小鳥とカラス

 小鳥が木の上の巣の中で卵をあたためておりました。
すると、また今日もカラスが小鳥の巣の周りを飛びながら小鳥に話しかけました。

「小鳥さん、まだ卵は孵りませんか?」
「まだ卵は孵りません」
「きっと、お母さんに似て美しい小鳥になるんでしょうね」
「そうでしょうか」
「そうですとも、きっと麗しいさえずりを聴かせてくれるのでしょうね」
「そのさえずりを聞いたら私は美しい音楽だと思うのでしょうか」
「きっと思うのでしょう。地面をちょんちょんと歩く姿をみているだけで、私たちは暖かい気持ちにさせられるんでしょうね」
「歩く姿を見られたら私は涙を流してしまいます」
「いえいえ、私たちもみんな涙を流しますとも」

 カラスはそう言いましたが、心のうちでは生まれてきたヒナが食べたくて仕方がありません。でも、それを知られては逃げられてしまうので、カラスは小鳥に優しく話しかけるのです。

「生まれてくるのが楽しみですね。赤ちゃんも早くお母さんの顔がみたいでしょう」
すると、小鳥の顔がさっと青くなりました。
「おや、どうしたんです?小鳥さん」
 カラスは、小鳥に飛び掛かれる位置の木にとまってじっと小鳥を見ました。
「本当は、生まれる日はもう何日も過ぎたのです。でも、生まれてきてはくれないのです」

 小鳥はポタポタと涙をこぼします。カラスは思わず落胆のため息をつきそうになりました。

「おや、またどうして」
「それがわからないのです。お医者さんのまめじいさんに聞いてもわからないというばかりなのです」

 カラスはそれならば、今、この小鳥を襲ってしまおうかと考えている隙に横から一羽のトンビが小鳥に襲い掛かっていきました。カラスは小鳥を捕られては困ると思い、慌ててトンビを攻撃して追い払いました。
 カラスが小鳥に近づくと、小鳥は大けがをしていて瀕死の状態でした。カラスが躊躇していると、卵の中からヒナが生まれてきました。
 カラスが赤ん坊を食べようとすると、小鳥が最後の命を振り絞ってカラスに言いました。

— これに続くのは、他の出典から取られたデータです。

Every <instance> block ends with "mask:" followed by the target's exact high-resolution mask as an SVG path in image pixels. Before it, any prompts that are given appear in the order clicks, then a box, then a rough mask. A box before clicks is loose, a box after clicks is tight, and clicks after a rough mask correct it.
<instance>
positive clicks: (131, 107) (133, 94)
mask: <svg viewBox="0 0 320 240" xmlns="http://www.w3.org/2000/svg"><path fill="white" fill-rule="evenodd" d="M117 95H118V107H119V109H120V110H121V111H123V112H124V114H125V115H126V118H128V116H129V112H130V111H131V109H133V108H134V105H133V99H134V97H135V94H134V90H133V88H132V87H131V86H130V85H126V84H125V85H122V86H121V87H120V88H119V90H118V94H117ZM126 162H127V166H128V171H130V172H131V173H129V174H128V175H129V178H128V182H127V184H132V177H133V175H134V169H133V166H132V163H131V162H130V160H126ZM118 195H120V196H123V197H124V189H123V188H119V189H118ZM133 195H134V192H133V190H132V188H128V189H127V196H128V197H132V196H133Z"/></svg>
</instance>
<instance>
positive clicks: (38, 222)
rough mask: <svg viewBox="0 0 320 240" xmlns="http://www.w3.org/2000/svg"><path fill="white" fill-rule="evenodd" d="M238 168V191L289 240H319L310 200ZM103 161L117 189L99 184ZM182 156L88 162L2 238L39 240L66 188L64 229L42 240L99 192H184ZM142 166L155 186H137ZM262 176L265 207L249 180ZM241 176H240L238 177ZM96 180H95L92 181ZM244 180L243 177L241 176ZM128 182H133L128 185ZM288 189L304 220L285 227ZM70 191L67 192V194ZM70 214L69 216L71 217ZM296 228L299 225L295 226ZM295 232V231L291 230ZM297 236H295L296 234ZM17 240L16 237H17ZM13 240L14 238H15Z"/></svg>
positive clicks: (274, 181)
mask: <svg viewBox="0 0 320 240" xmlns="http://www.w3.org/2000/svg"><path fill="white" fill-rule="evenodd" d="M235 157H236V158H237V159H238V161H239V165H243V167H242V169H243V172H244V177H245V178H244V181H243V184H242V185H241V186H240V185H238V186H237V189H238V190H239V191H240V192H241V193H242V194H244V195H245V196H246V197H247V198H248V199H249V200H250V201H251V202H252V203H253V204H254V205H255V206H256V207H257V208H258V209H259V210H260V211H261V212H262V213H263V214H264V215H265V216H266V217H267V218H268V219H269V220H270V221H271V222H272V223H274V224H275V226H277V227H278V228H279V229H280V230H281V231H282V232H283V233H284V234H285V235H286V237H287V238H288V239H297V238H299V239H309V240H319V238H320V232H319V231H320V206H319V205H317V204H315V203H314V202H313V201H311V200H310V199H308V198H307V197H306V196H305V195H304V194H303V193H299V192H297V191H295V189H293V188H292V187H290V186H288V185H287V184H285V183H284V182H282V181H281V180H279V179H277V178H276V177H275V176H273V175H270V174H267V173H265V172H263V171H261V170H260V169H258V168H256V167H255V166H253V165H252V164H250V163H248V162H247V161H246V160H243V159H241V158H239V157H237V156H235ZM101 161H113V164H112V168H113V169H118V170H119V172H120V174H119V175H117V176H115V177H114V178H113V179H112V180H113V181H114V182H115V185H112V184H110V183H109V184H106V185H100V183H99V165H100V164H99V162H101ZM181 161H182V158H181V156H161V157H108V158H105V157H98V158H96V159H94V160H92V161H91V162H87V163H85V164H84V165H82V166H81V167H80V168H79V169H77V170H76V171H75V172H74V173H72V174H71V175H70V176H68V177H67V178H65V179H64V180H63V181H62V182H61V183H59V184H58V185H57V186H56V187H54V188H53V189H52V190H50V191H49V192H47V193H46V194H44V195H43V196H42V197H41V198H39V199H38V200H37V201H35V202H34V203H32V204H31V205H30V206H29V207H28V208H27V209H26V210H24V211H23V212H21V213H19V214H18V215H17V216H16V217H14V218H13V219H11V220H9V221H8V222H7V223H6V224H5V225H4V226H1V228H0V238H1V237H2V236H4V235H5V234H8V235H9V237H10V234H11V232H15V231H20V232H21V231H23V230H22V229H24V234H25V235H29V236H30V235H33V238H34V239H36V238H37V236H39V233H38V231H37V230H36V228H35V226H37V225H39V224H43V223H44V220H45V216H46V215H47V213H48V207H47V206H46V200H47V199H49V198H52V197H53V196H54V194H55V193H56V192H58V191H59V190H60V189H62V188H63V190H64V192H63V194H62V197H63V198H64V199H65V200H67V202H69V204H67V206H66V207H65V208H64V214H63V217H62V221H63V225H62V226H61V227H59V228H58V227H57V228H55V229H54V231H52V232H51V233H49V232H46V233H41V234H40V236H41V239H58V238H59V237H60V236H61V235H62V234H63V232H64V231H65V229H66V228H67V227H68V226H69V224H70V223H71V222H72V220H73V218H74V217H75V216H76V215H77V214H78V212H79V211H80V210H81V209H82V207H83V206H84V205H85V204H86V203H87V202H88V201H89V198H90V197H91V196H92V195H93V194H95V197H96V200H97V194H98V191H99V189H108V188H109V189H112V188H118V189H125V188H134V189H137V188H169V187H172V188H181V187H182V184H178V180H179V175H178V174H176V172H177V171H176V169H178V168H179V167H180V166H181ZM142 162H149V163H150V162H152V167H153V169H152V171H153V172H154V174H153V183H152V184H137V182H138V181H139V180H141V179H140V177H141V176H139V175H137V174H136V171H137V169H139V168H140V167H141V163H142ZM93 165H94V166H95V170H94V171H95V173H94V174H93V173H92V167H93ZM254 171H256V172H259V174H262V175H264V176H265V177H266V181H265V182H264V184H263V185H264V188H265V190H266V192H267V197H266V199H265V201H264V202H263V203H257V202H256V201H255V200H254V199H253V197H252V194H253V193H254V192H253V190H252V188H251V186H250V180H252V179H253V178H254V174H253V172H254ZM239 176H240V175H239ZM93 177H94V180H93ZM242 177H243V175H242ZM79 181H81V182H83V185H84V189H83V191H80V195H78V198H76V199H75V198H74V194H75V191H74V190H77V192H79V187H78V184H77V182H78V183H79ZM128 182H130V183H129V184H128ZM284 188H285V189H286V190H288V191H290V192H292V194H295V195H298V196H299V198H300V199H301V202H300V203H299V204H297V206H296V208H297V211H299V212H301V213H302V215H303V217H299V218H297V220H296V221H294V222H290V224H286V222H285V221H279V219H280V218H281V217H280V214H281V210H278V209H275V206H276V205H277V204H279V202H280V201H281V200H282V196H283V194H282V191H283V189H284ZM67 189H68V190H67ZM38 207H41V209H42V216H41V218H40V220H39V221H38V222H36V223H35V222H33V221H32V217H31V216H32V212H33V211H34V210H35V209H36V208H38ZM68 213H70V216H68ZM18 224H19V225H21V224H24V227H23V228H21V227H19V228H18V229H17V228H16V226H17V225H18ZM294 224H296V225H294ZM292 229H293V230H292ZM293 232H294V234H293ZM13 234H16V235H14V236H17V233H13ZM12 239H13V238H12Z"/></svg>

「カラスさん、あなたはとても優しいカラスさんです。私にたくさんの優しい言葉をかけてくださいました、お願いです。どうか私の代わりにこの赤ちゃんの面倒を見てください」

 小鳥はヒナを優しく見つめると、それっきり動かなくなりました。
 さあ、困ったのはカラスです。食べようとしていたヒナの世話を頼まれたのですから。背後ではトンビが獲物を狙っています。カラスはヒナを見て一瞬、逡巡しましたが、やっと決心がついて、足でヒナを捕まえて大空を飛び立ちました。
太陽の光がカラスを照らし、その姿は白く輝いて見えました。